A recent example was Gentrack (ASX:GTK), a dual-listed utility and airports billing software company which acquired a competitor in the UK called Junifer Systems in March 2017. The Junifer Systems management team received a blend of cash and shares and stayed on to work within the larger GTK group. Within six months, the Junifer Systems Managing Director purchased circa $2 million of GTK stock on market. That buying activity proved to be a positive signal for the realisation of revenue synergies, as the GTK share price has almost doubled.
A heavily-discounted rights issue can be a sign of a company in trouble, but it could also be a chance to ‘reset’ the balance sheet or fund a big acquisition. If the market believes a company has a ‘funding hole’, a non-renounceable (non-transferable) rights issue can help mitigate a general sell-off. A rights issue can also be a great barometer for a board and management team’s long-term commitment to the business.
Take for instance TPG Telecom, a great Australian success story. TPG has two large management and director shareholders: CEO and Founder David Teoh and Robert Millner via conglomerate Washington H Soul Pattinson. During April 2017, in a $400 million rights issue needed to enter the mobile market, these two pre-committed to take up their full pro-rata entitlements by investing a combined $240 million of after-tax dollars into the business.
Other recent examples have come from founder- and family-led Australian success stories, Reliance Worldwide Corporation (ASX:RWC) and Reece Limited (ASX:REH).

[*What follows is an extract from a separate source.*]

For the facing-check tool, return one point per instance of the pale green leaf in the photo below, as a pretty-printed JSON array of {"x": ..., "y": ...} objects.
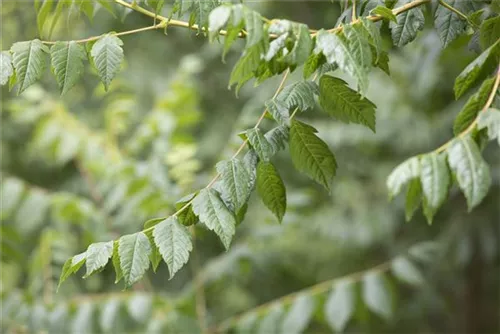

All three of these businesses have delivered strong results, and the leaders are showing confidence that this will continue. Leaders who want to protect their equity position as they grow their businesses are the ones you want to back.
A cynical view on director buying is that sometimes it is done just for market optics. When a director with a minimal shareholding buys a nominal parcel, particularly after negative company news, we give this less weight than a director or manager who acts with conviction with meaningful buying.
We take notice of individuals with an existing large shareholding who are willing to buy more, especially when it is consistent and incremental. Nick Politis of AP Eagers Ltd (ASX:APE) is the master of this. In the ASX announcement records of APE, his change of director interest notices are consistent.
A small-cap business with similar traits is travel agency Helloworld Ltd (ASX:HLO). Managing Director Andrew Burnes and his Executive Director wife Cinzia Burnes own over 30% of issued capital. They do not partake in incentive programmes and pay themselves relatively modest salaries. The outcome is a pure focus on share price and dividend growth, and generating returns for shareholders.
A new CEO appointment is typically accompanied by an announcement to market with the remuneration package containing an incentive plan. It is rare for an incoming CEO or director to commit a substantial pool of capital at the time of appointment. When this does occur, what better sign than buying stock on market to ensure ‘sweat equity’?
When appointed in August 2013, GUD Holdings Ltd (ASX:GUD) CEO Jonathan Ling purchased $500,000 of stock on market within the available trading window post appointment. Five years on and his shareholding has continued to increase whilst a +160% total shareholder return has been generated.
As investors, we are buying into businesses rather than just stocks, and alignment with shareholders from the management and boards is critical. We buy into high-quality, proven management teams with ‘skin in the game’. Some of the actions we have discussed here are too rare a sight on the ASX. We would implore more company principals to demonstrate their long-term commitment by adopting some of the above behaviours.